Su Quota 100 Tridico informa: “Complessivamente alla fine del mese di giugno sono pervenute 154.095 domande. Sulla base del trend dei primi sei mesi di applicazione, alla fine dell’anno il numero atteso delle pensioni in pagamento sarà pari a circa 205.000, per una spesa complessiva annua pari a 3,6 mld. Si rileva, con riferimento ai primi sei mesi di vigenza della misura, che il numero delle domande pervenute si è concentrato nei mesi di gennaio e febbraio (67,2%) per poi scemare progressivamente. Siamo, in ogni caso, al di sotto della previsione annua stanziata in sede di approvazione della Legge n. 26/2019: si tratta di un numero di beneficiari inferiore del 29% a quello che era stato stimato in quella sede (290.000 per il 2019)”.

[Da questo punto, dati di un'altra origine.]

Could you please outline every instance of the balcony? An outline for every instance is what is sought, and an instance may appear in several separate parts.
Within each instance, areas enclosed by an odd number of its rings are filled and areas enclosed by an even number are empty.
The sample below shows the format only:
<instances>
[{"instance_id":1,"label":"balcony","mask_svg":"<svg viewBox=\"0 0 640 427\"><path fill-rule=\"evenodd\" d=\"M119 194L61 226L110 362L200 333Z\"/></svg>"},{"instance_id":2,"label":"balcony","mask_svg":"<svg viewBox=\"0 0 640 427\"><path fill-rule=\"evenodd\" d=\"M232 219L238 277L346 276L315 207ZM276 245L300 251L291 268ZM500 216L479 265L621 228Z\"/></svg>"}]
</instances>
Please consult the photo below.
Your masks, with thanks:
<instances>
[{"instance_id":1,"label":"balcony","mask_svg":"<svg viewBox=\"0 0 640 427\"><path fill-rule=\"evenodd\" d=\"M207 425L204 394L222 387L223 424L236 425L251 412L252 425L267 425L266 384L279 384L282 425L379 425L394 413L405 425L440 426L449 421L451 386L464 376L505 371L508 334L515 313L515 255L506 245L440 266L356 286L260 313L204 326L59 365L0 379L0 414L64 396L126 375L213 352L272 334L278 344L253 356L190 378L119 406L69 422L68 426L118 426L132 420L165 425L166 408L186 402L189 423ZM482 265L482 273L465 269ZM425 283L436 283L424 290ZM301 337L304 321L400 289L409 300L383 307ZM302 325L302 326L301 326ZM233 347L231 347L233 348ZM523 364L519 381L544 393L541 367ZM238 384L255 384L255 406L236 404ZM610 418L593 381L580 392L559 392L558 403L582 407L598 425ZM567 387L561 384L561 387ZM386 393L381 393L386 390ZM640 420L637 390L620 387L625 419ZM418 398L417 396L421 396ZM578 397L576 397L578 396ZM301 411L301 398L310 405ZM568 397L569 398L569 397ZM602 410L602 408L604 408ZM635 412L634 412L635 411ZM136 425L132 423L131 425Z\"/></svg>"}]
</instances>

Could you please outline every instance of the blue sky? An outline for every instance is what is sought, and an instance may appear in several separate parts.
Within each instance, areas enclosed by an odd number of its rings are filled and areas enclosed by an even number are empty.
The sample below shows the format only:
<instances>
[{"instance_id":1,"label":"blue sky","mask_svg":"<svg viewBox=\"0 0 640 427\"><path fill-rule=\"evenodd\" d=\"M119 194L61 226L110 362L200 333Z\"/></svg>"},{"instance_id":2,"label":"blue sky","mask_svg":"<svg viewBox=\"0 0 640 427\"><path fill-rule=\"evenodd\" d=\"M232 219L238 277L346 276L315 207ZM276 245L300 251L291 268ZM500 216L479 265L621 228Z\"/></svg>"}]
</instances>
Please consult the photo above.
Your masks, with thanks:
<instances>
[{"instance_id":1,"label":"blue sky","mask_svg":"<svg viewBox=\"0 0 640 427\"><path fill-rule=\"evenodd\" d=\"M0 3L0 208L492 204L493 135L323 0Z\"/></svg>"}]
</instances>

Il rapporto Inps “è l’occasione per fare un primo importante bilancio delle politiche portate avanti per rafforzare le politiche di welfare. Oggi la politica ha il dovere assoluto di rispondere a quei bisogni che via via si sono fatti più urgenti con la crisi sociale”, è intervenuto il vicepremier e ministro del Lavoro Luigi Di Maio. In vista della prossima Legge di bilancio osserva: “Non sono gli italiani a non voler mettere su famiglia ma non ne hanno la possibilità, e come governo è nostro dovere aiutarli”. Sul salario minimo Di Maio comunica che è stato “raggiunto un accordo di maggioranza” per quella che considera “una legge di civiltà”. “Il salario minimo legale è uno degli strumenti di contrasto al lavoro povero adottato in molti paesi europei” e l’obiettivo del “legislatore deve essere quello di dare piena attuazione a quanto stabilito dalla Costituzione: ‘Il lavoratore ha diritto ad una retribuzione proporzionata alla quantità e qualità del suo lavoro e in ogni caso sufficiente ad assicurare a sé e alla sua famiglia un’esistenza libera e dignitosa’”, ricorda nella stessa sede il presidente della Camera Roberto Fico.